We go to our internal dr. (have had him for 15 years.) J. also goes to the V.A. Dr. The only reason we really started going to the neurologist was because the V.A. wanted him to o.k. the aricept and namenda. For two or three years now the V.A. dr. has been renewing the prescriptions . The neurolgist does absolutely nothing. Just ask a few questions. I feel like it's a waste of our time and Medicare's money. The other two doctors do everything for him. I'm not sure what stage you'd say he was in. The mornings are really bad. After he's all dressed, he's pretty good. Then again at night, it's the "hiding the wallet bit from those kids" again (No kids around) I work three days a week. He was starting to ask to go with me to work. I have him in Day Care now on the days I work and he seems to be enjoying it. We go to our regular dr. next week, but I wondered what you all thought.

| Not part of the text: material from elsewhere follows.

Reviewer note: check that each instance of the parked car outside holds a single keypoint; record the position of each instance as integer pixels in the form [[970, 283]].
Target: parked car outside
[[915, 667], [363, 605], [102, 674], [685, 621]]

The only reason I can think of to see a neuro regularly is if you're afraid your husband will develop a serious behavioral problem and you'll need meds for that asap. Even so, I'd think a qualified PCP would get help faster by calling a neuro for a consultation than by you trying to get an appointment.
Here is my comment from a previous post. I agree with Sunshyne that a good PCP could get help faster than trying to go through a specialist.
"Since there is not much a neurologist, or any other doctor, can do for AD other than "palliative care", I have found the best care to be by the family doctor (Internist or FP) as long as he/she is willing to discuss the disease. At least they take the time to answer questions, while specialists tend to be very narrow in their thinking. I took my wife to a neurologist for the diagnosis, but then, when he seemed uninterested, I dropped him and now deal primarily with her family doctor.
Note: I DON'T try to treat her myself, although I do make suggestions to the doctor."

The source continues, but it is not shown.